I run blindly, tripping and bumping into people, I knock over a hen coop, and then I am swept up off my feet and held, a man in black, a broad hat and a cassock, a priest. I beg him not to let the Jews get me, and he laughs and says there are no Jews anymore, little man, and who are you, and why are you crying, and I say my name, Gito de Silva, and my father is Juan Rodríguez de Silva, of the street of Padre Luis Maria Llop, and he says he will take me home, and I am glad to be saved but also terrified that I will be beaten and so I struggle in his arms. The priest says, hey, take it easy, buddy! And I find myself struggling with a UPS man in a brown uniform.

I still had the EEG leads trailing from my head and I’d lost a sneaker. I managed to croak out the lie that I was all right, that I was fine, and the man said I had dashed out the door of Shelly’s building and run into him full tilt. Like I was blind, he said. We were at Haven Avenue and 168th Street and he’d been en route to making a delivery at the Neurological Institute. In a minute or so, Harris came running up and apologized to the guy and led me back into the building.

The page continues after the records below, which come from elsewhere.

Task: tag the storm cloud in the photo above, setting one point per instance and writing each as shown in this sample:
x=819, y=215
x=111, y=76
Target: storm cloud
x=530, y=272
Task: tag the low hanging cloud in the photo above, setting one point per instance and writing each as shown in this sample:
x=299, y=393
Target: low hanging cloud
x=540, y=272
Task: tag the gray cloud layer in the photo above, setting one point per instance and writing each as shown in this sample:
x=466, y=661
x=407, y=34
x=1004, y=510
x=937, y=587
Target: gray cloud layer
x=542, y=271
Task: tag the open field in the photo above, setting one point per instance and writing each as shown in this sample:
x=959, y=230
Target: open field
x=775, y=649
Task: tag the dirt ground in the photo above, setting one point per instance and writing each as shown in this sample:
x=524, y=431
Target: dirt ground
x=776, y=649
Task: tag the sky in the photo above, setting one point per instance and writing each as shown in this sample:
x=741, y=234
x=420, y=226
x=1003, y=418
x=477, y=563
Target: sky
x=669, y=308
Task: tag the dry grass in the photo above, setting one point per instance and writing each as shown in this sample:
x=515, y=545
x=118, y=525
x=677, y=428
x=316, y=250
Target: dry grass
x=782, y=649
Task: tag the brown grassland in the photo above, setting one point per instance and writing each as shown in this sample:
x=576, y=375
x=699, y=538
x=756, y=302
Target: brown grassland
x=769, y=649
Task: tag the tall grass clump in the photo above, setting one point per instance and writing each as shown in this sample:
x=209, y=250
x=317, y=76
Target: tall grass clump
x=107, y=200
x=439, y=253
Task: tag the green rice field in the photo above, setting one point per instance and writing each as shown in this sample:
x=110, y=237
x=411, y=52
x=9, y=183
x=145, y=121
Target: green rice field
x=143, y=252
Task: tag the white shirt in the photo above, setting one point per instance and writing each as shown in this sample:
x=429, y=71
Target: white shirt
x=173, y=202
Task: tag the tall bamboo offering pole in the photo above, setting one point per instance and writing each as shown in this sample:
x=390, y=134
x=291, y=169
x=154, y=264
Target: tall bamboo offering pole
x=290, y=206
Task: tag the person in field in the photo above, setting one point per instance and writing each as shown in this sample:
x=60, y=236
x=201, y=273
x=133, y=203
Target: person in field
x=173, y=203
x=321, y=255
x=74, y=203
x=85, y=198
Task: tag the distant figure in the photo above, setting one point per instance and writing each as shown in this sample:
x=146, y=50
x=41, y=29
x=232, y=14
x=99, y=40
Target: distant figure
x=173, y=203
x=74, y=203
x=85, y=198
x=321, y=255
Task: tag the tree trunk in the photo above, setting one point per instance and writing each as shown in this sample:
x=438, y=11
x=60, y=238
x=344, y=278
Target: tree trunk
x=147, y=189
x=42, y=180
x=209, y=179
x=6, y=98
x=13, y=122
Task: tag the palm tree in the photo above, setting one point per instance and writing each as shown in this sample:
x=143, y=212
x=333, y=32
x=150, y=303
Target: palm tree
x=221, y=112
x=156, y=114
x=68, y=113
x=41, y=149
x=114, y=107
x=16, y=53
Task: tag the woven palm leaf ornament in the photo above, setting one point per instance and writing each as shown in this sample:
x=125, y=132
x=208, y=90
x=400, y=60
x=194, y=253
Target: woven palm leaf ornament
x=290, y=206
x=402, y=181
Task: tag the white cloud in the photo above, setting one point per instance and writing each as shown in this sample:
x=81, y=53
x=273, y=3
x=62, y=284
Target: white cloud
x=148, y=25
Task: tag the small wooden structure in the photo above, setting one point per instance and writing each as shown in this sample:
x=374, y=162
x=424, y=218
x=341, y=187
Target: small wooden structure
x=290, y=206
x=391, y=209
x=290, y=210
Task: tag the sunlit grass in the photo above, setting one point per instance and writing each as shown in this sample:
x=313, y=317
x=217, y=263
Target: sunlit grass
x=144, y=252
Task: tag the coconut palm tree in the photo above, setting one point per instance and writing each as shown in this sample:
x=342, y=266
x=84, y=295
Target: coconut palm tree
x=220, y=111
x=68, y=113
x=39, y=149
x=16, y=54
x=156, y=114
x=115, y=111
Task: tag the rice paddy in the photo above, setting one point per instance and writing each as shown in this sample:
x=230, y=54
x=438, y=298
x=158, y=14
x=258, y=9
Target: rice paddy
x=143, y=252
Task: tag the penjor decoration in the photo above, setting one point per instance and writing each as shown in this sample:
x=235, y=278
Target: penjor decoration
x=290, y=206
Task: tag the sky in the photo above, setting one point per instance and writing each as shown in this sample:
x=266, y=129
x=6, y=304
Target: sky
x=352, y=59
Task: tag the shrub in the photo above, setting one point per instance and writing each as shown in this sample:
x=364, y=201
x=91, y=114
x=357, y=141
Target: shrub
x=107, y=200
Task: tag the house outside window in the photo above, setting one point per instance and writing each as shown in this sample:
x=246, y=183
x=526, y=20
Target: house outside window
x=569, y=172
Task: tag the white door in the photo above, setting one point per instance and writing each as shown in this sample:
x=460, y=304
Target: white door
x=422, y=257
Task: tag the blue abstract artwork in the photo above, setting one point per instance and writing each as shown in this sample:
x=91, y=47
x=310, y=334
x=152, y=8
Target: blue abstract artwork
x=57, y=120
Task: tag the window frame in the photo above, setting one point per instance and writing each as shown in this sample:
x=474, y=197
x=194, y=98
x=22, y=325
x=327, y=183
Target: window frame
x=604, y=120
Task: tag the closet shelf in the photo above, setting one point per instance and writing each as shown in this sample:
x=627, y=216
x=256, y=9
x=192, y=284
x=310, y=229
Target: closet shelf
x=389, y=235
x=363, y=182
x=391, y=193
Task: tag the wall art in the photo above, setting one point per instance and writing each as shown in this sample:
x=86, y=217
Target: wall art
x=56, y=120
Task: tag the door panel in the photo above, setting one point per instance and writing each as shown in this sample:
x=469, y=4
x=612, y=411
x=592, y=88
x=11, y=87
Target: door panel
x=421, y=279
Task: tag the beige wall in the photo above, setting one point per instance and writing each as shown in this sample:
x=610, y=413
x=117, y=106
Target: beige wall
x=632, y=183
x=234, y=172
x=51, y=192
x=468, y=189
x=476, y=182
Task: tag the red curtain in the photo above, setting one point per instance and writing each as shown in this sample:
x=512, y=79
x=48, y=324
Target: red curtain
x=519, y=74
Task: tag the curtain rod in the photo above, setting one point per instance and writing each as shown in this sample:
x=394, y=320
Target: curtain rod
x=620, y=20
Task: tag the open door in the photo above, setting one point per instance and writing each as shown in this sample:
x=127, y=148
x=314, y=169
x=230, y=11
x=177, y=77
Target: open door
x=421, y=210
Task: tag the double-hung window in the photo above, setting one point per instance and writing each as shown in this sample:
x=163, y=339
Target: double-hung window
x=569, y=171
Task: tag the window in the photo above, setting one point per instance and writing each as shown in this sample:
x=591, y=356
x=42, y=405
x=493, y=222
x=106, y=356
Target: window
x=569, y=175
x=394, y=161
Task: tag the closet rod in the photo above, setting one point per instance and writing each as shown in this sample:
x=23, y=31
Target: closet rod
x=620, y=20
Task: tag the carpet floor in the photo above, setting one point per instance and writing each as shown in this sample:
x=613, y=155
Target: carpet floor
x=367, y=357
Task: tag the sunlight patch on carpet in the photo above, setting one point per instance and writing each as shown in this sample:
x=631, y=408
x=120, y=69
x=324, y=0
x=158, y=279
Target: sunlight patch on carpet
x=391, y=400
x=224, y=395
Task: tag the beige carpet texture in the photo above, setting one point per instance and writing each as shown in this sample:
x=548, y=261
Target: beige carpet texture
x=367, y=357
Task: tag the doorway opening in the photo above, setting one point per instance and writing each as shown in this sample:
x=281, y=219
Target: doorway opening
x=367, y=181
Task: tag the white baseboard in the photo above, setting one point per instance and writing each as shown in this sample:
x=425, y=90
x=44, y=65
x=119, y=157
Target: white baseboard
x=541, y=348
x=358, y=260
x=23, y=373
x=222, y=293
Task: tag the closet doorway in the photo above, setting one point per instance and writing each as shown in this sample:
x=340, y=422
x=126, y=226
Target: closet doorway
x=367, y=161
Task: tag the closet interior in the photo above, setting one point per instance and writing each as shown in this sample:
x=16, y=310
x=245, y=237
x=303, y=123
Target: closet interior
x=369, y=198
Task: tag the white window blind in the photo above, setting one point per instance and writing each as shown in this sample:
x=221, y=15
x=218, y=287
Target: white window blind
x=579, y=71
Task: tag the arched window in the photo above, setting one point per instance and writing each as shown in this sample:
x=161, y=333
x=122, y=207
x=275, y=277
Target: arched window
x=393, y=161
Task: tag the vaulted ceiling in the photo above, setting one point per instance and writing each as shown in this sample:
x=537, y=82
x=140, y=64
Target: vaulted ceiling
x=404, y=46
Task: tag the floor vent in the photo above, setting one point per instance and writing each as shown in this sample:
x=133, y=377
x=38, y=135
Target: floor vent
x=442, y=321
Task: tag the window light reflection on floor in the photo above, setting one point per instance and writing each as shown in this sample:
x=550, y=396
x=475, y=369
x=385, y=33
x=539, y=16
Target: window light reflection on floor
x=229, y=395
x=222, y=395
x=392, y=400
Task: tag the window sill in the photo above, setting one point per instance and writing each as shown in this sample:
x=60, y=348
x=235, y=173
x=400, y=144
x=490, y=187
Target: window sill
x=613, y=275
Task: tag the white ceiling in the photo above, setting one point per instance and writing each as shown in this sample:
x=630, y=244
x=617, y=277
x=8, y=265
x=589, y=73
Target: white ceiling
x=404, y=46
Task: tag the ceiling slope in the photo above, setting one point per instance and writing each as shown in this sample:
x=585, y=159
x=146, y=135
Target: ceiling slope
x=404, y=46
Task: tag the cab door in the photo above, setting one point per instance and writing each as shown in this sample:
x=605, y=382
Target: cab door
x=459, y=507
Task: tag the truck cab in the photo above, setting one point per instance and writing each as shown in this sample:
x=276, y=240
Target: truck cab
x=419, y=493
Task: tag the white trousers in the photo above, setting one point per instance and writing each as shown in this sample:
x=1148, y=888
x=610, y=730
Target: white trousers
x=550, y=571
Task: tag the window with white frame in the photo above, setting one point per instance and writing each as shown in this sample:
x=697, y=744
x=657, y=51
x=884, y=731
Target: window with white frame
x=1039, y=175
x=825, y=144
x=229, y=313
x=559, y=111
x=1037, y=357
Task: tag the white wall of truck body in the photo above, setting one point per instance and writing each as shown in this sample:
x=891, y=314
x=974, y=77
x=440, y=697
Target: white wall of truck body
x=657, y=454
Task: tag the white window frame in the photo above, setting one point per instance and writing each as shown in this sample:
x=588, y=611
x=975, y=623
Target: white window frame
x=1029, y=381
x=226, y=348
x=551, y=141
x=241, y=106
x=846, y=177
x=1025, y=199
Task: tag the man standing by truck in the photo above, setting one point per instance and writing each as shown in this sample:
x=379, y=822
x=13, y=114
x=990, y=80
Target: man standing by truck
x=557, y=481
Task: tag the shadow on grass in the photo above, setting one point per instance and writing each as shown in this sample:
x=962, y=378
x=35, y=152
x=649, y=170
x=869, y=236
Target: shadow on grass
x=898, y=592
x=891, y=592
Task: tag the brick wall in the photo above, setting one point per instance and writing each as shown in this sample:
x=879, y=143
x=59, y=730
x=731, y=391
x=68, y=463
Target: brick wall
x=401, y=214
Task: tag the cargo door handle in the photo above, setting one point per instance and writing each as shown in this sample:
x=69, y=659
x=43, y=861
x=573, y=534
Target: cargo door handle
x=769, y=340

She had me down on the recliner and was taking the leads off my head when Shelly Zubkoff popped in, looking a little ruffled. Apparently, without warning, I had jumped off the bed, knocked Harris away when she tried to stop me, and somehow got out of the building, where I’d bounced off the delivery man. Shelly apologized and observed that I was lucky that the man hadn’t been driving his truck. I had no memory at all about this. One second I was a kid in some other age struggling with a priest, and the next I was out on the street with the UPS guy. Disorienting is barely the word.

He made me stay for an hour, for observation he said, although I felt perfectly okay, really good, calm and kind of blank, and again without the usual internal dialogue going on, the crap that constantly fills up our heads, and it turns out, you know, that without that script running, you can really focus down on the world around you, and if you do that everything is really interesting. Everything.

There’s a feeling you get on crank or cocaine where you think you have super powers: anything seems possible, and worse, sensible, which is why you get people painting six-room apartments with a one-inch brush or doing mass murders. But what I felt when I left Zubkoff’s office wasn’t like that at all. I felt perfectly myself, but more so, like there were forces behind me, encouraging me, stroking me. Again that kitten-licking sensation in my head. It was exactly like being a well-beloved child, it was that kind of omnipotence, at home in the universe (a book title I’ve always liked), and everything was just as it should be and everything was interesting.

Right, I keep saying that, “interesting” is the word, because as I rode downtown on the subway, the car crowded with the end of rush hour, ordinary people going home to supper and their lives, I couldn’t help staring at the faces and the patterns of the people in random juxtaposition, but it wasn’t random at all-everything was loaded with meaning, and you could point that out with art, I saw, you could make sense of it. I cursed the hours I’d spent being bored and pissed off and getting high because real life wasn’t quite perfect enough for me, and I was nearly crying with the desire to paint these faces and this choir of people arranged for me and paint everything so that people would look at it and say oh, yeah, that’s true, it all makes sense. This vibrating moment.